Father mulled this over, weighed it, and pronounced judgment: "Very well. But first of all you will please eat your fish like everyone else."
"No."
"No? And why not? Is His Highness by any chance contemplating sacking his team of cooks?"
"I can't."
At this point Mr. Bar-Samkha, overflowing with sweetness and the urge to mediate, started to wheedle in his reedy, placatory voice:
"Well, why don't you just have a tiny bit? Just one symbolic piece, eh? For the sake of your parents and the Sabbath day?"
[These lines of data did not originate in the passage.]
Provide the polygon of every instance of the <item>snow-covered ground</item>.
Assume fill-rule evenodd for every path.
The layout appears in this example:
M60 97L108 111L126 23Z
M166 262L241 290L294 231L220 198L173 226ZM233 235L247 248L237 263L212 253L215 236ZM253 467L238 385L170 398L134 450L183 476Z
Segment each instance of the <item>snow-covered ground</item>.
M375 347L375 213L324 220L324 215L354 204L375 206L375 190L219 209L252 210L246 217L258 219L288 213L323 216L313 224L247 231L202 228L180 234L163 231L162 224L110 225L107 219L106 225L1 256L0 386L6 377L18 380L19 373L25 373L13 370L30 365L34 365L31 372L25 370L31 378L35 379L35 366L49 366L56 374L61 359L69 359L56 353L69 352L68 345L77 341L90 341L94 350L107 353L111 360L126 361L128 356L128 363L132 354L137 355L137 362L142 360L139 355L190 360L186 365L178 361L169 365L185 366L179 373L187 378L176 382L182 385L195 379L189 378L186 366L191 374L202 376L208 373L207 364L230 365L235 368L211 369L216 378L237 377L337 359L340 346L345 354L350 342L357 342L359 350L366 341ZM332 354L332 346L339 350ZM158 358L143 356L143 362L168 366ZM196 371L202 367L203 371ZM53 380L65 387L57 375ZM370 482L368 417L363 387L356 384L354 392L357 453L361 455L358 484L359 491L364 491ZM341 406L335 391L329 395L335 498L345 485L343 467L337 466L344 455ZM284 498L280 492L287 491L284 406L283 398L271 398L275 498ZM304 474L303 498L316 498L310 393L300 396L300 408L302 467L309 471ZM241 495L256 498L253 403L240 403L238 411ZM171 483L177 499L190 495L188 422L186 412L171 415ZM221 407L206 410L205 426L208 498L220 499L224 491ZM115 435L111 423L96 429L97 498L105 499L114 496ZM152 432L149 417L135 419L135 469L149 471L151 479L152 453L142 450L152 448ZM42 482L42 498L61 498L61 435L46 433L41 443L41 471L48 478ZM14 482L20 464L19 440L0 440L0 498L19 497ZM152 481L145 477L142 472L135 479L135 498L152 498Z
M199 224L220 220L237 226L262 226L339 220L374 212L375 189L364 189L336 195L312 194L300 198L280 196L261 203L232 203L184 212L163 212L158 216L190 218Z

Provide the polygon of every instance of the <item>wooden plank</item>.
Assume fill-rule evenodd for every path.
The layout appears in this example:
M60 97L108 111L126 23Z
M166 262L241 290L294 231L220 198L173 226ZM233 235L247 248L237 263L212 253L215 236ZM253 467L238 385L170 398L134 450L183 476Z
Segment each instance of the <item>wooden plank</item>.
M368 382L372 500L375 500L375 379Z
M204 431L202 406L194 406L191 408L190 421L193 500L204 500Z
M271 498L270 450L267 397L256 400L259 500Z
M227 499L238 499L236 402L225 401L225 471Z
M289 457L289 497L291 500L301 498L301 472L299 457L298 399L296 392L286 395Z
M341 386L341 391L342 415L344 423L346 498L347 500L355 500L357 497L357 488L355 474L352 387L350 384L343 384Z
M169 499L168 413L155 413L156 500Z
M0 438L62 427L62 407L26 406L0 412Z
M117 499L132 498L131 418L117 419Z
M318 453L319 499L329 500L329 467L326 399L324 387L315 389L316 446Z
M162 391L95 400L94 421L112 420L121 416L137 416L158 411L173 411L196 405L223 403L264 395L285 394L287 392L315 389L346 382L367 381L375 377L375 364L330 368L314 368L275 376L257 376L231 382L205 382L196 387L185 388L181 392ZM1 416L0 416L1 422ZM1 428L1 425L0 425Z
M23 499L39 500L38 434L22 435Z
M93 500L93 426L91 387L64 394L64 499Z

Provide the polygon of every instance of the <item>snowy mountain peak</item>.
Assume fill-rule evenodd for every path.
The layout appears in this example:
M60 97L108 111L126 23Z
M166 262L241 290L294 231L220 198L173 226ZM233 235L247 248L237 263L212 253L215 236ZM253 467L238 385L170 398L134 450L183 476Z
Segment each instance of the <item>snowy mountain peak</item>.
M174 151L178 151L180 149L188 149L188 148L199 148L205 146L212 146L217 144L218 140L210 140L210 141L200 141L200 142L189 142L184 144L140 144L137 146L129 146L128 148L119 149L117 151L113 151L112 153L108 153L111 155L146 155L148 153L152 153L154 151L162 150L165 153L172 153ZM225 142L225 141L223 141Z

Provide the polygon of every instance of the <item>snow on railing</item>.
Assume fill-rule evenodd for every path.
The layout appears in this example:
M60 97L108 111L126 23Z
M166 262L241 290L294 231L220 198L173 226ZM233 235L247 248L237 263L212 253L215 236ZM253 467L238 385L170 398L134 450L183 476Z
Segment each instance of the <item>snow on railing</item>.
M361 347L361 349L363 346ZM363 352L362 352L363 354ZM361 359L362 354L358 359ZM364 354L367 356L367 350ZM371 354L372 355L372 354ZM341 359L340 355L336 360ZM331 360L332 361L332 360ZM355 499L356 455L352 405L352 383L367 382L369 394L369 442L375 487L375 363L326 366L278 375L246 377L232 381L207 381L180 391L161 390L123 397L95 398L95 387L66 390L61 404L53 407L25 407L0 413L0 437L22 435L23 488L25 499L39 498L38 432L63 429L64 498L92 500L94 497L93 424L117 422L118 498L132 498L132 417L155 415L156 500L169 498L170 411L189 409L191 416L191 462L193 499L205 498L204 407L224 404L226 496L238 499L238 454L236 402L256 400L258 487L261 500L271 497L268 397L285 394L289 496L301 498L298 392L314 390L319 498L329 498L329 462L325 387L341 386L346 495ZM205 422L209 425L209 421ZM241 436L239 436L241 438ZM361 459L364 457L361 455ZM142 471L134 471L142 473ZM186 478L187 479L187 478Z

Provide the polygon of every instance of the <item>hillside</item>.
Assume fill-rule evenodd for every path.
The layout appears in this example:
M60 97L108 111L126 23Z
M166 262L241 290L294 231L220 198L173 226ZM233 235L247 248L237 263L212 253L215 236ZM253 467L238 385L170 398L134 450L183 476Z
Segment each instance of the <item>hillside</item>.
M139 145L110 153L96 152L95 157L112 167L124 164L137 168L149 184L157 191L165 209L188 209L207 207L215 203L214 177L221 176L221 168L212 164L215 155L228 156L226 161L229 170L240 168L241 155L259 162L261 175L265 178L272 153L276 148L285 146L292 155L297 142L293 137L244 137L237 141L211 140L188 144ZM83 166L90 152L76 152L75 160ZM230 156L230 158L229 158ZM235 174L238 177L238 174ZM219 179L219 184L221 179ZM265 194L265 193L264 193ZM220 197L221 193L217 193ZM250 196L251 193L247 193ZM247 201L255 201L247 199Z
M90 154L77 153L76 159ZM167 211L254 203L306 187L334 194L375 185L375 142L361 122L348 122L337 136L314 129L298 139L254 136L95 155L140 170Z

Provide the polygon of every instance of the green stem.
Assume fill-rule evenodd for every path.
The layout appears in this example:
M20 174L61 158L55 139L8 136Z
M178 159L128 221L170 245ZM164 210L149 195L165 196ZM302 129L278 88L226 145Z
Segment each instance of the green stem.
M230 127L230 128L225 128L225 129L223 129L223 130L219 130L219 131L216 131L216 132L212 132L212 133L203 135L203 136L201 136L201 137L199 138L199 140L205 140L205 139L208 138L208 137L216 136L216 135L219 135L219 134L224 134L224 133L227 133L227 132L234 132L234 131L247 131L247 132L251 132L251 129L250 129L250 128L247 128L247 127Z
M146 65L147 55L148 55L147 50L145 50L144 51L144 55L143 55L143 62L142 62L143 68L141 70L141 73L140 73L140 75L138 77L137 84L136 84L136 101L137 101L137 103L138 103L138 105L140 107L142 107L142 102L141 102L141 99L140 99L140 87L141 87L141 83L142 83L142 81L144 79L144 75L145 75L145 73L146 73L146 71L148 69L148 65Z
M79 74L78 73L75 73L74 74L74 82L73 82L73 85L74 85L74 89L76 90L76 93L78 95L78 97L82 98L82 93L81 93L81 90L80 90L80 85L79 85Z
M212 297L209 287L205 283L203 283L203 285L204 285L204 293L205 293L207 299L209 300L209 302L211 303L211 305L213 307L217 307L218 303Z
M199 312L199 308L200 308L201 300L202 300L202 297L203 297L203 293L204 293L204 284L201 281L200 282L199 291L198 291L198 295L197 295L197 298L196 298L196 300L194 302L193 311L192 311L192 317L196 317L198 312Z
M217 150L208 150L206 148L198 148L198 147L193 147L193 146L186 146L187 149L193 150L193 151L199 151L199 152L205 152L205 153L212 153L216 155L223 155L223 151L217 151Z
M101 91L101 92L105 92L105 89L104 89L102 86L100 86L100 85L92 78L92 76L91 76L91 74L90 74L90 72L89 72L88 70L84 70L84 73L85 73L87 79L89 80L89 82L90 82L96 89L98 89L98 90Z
But Lilka, his wife, a soulful, emotional person, cut in on my behalf:
"There's no point in forcing the child! He has a psychological block!"
Lea Bar-Samkha, also known as Lilenka, formerly Lilia Kalisch,* was a frequent visitor to our apartment during most of my childhood in Jerusalem. She was a small, sad, pale, frail woman with drooping shoulders. She had worked for many years as a schoolmistress and had even written two books about the mentality of the child. From behind she looked like a slim twelve-year-old girl. She and my mother spent hours whispering together, sitting on the wicker stools in the kitchen or on chairs that they had taken out into the garden, chatting or poring over some open book or a picture book of artistic gems, head to head and hand to hand.
*I have changed some of the names, for various reasons.
Mostly Lilka came when my father was out at work. I have a feeling that she and my father maintained that polite mutual loathing that is commonly found between husbands and their wives' best friends. If I approached my mother when she was chatting to Lilenka, they both shut up at once and only resumed their conversation when I was out of earshot. Lilia Bar-Samkha looked at me with her wistful, I-understand-and-forgive-everything-on-emotional-grounds smile, but my mother asked me to buck up and say what I needed and leave them alone. They had a lot of shared secrets.
Once Lilenka came when my parents were out. She eyed me for a while with understanding and sorrow, nodded her head as though she was definitely agreeing with herself, and began a conversation. She had truly, but truly, been so fond of me since I was so small, and interested in me. Not interested like those boring grown-ups who always asked if I was good at school, if I liked soccer, or if I still collected stamps, and what did I want to be when I grew up, and silly things like that. No! She was interested in my thoughts! My dreams! My mental life! She considered me such a unique, original child! The soul of an artist in the making! She would like to try one day—not necessarily right now—to make contact with the inner, vulnerable side of my young personality (I was about ten at the time). For example, what did I think about when I was completely alone? What happened in the secret life of my imagination? What really made me happy and sad? What excited me? What frightened me? What repelled me? What kinds of scenery did I find attractive? Had I ever heard of Janusz Korczak? Had I ever read his book
Yotam the Magician?
Did I have any secret thoughts yet about the fair sex? She would love to be my, how to put it, my listening ear. My confidante. Despite the difference in our ages, etc.
I was a compulsively polite child. To her first question, what did I think about, I therefore replied politely: All sorts of things. To the volley
of questions What-excited-me-What-frightened-me I answered: Nothing in particular. While to her offer of friendship I responded tactfully: "Thank you, Auntie Lilia, that's very kind of you."